Лав посмотрела на свои руки. Тонкие, бледные, дрожащие. Руки девушки, которую учили верить в сказки. Руки девушки, которая попала в самый страшный кошмар, какой только можно вообразить.
— Прости, мам, — прошептала она в тишину. Голос сорвался, прозвучал хрипло, чуждо, будто не её. — Я не туда попала.
Слова повисли в воздухе и растаяли без следа, поглощённые серым утром и шумом дождя за окном. Она сидела, обхватив колени руками, и смотрела в одну точку на стене. Глаза были открыты, но не видели ничего — только размытое пятно там, где стыковались две панели дерева. Время текло мимо — медленно, тягуче, как патока. Она не знала, сколько прошло минут или часов. Просто сидела и смотрела, пока реальность постепенно не начала возвращаться — вместе с болью, вместе с телом, вместе с этим проклятым, непослушным сердцем.
Сначала вернулись звуки. Дождь за окном — ровный, бесконечный, монотонный. Где-то далеко, в недрах поместья, глухой стук двери. Собственное дыхание — слишком тихое, слишком поверхностное.

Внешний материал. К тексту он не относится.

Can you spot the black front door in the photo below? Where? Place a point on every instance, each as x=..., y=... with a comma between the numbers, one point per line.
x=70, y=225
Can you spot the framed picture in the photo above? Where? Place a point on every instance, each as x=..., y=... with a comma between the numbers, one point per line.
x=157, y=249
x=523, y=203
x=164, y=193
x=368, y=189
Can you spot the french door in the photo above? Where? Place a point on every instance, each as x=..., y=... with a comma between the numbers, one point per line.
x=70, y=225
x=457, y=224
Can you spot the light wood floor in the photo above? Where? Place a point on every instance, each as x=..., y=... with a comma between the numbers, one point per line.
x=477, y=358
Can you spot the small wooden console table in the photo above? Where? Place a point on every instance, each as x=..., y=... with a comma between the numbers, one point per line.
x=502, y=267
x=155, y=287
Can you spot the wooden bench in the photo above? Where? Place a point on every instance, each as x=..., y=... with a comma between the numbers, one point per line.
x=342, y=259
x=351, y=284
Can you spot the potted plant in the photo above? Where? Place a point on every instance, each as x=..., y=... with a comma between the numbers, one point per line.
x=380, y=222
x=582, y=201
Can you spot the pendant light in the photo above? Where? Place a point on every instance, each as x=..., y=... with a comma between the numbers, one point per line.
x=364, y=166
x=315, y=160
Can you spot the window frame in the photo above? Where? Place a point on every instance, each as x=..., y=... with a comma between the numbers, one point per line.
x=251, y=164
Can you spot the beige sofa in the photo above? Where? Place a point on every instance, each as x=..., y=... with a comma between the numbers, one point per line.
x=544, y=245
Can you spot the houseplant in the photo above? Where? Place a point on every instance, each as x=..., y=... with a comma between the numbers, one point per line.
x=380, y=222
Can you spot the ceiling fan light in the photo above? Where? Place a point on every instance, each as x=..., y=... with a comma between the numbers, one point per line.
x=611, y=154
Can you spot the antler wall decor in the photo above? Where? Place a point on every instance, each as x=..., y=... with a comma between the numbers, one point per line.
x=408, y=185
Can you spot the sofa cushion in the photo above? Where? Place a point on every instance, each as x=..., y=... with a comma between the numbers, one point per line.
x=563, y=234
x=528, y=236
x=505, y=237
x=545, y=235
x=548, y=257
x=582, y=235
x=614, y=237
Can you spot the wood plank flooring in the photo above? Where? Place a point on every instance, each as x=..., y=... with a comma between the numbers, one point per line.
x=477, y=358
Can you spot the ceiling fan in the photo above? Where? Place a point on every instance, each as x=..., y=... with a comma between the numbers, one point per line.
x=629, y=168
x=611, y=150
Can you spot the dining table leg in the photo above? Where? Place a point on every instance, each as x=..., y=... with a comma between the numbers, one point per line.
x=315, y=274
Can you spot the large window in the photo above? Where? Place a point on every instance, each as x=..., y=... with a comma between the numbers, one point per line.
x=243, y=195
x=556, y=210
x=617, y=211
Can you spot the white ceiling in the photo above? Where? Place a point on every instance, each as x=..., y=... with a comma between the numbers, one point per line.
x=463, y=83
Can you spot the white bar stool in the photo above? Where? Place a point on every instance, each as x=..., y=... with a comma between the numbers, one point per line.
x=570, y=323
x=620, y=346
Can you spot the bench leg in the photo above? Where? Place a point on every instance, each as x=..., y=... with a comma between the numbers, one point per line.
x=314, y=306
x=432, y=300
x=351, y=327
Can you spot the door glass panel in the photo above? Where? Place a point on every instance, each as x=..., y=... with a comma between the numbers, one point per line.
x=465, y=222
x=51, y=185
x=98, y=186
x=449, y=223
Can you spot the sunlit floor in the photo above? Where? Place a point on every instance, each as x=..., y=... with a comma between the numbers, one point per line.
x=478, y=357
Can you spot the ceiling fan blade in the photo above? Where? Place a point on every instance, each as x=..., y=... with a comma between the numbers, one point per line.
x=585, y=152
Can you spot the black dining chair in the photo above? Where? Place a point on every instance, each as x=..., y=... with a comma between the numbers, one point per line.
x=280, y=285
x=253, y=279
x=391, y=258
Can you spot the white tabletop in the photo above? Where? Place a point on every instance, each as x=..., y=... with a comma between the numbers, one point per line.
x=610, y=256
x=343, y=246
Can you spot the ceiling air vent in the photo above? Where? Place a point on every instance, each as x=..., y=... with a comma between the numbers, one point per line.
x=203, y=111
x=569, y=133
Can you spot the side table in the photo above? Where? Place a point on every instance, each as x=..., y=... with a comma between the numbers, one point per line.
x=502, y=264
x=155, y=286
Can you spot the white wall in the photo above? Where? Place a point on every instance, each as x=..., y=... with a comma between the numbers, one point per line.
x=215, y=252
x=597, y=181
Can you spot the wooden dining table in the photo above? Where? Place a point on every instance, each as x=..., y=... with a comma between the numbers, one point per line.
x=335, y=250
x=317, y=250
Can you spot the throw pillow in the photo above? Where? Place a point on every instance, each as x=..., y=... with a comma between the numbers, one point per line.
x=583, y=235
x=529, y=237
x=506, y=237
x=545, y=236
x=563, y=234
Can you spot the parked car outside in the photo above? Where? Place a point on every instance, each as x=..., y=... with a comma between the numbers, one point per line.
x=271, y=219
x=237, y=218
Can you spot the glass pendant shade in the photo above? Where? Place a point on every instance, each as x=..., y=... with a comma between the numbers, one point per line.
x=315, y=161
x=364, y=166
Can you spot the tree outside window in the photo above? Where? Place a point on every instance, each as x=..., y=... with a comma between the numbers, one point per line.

Потом запахи. Ладан. Сухое дерево. Сырость, просачивающаяся сквозь стены. И под всем этим — едва уловимый, тошнотворный привкус страха, который, казалось, въелся в кожу.
Затем — тело.
Она почувствовала, как затекли ноги в неудобной позе. Как ноют мышцы спины от долгого сидения без движения. Как холод пробирается сквозь тонкую футболку, в которую её кто-то переодел — или она сама? Она не помнила.
Голова была тяжёлой, чугунной. В висках пульсировала глухая боль — остаток кислородного голодания. Во рту пересохло так, что язык прилипал к нёбу. Каждое глотательное движение отдавалось сухим, болезненным спазмом в горле.
И главное — синяк. Он горел на скуле ровным, тупым жаром, напоминая о себе при каждом движении мимических мышц. Лав подняла руку, коснулась — пальцы нащупали припухлость, горячую, болезненную. Под кожей перекатывалась застывшая кровь, и одно это прикосновение вызвало волну тошноты.
Она зажмурилась, пережидая. Потом медленно, очень медленно, начала разжимать затёкшие пальцы, разгибать ноги. Каждое движение давалось с трудом — мышцы протестовали, суставы хрустели. Тело было чужим, тяжёлым, неслушающимся.
Она встала.
Мир качнулся, поплыл, и пришлось схватиться за стену, чтобы не упасть. Холодное дерево под пальцами — единственная точка опоры в этом зыбком, неустойчивом пространстве. Она постояла так несколько секунд, пока головокружение не отступило, и только потом сделала шаг. Потом другой.
Ванная комната была маленькой, идеально чистой, пахла мылом и сыростью. Лав подошла к раковине, включила воду. Холодная, почти ледяная — то, что надо. Зачерпнула ладонями, плеснула в лицо. Раз. Другой. Третий.
Вода стекала по щекам, по подбородку, капала на футболку. Она смотрела на себя в зеркало.
Оттуда смотрело нечто.
Бледное, с сероватым оттенком лица. Губы — бледные, почти синие в уголках. Глаза — красные от лопнувших сосудов, с расширенными зрачками, которые никак не хотели сужаться. Под глазами залегли тени — не просто синяки, а настоящие впадины, провалы, в которых утонула вся жизнь. И на скуле — цветок жестокости. Багровый центр, переходящий в синеву по краям, с размытыми границами, где кровь уже начала рассасываться. Красиво. Страшно. Его метка.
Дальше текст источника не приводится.